The latest seems to show carbon will stay in the water column and sea life with eventually going back to the atmosphere and as far as I know this is a scientifically proven result. Are there any other scientifically proven results that are concerns?

 

If it takes 100s of years for carbon to return to the atmosphere it may be worth doing because Mankind will have this time to try to solve CO2 concern in the atmosphere?

Posted

Plankton is eaten by sea living organisms, fishes, and they are absorbing Oxygen and releasing Carbon Dioxide while breathing.

Posted (edited)

Plankton is eaten by sea living organisms, fishes, and they are absorbing Oxygen and releasing Carbon Dioxide while breathing.

But also Plankton is making using CO2 and releasing O2.
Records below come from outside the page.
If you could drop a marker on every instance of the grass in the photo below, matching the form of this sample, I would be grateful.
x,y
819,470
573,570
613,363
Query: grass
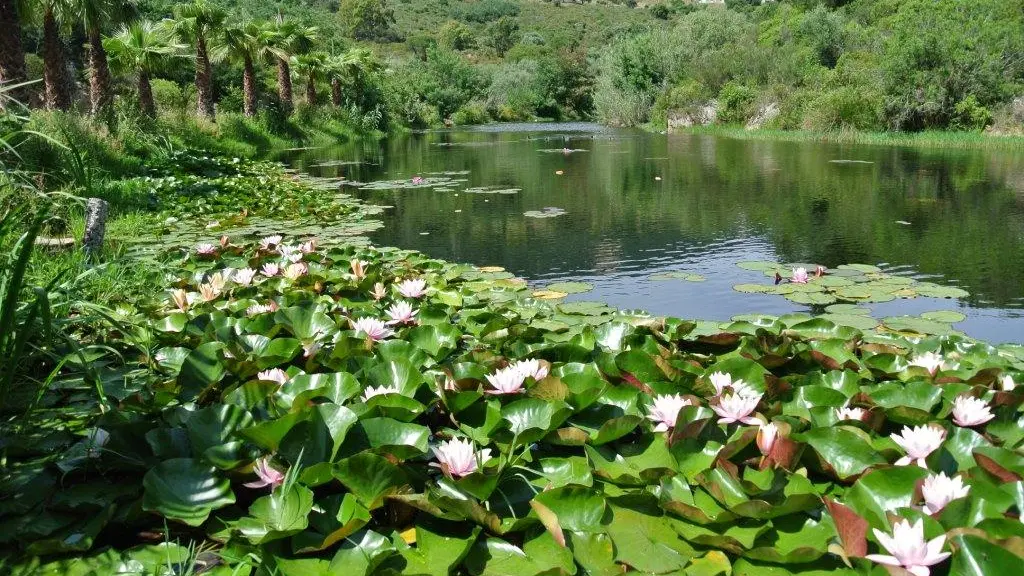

Some of the carbon they eat becomes protein ...etc. and some is exhaled as you show. The protein is a result of the carbon from CO2 made by Plankton and the amount of CO2 removed from the environment is locked in the sea life proteins...etc.


2 indicators for iron dumping:

1. ...Iron Helps Prevent Formation Of Coastal Dead Zones...

2. ...Much of the carbon algae take up remains near the surface for hundreds of years...

but carbon is not a problem the molecule CO2 is the problem

Iron Helps Prevent Formation Of Coastal Dead Zones

...The German-American study team found that in high-oxygen conditions, almost all of the iron dissolved within the water precipitates – changing into rust-like iron oxide particles, which fall to the seafloor. The remains of dead plants and animals also sink to the seafloor and their rotting remains also use up oxygen dissolved in seawater. As oxygen decreases, a hypoxic dead zone may develop. If this takes place, iron oxides break down and may enter back into the water column where the iron becomes available to fertilize oxygen-generating plankton, the study researchers said.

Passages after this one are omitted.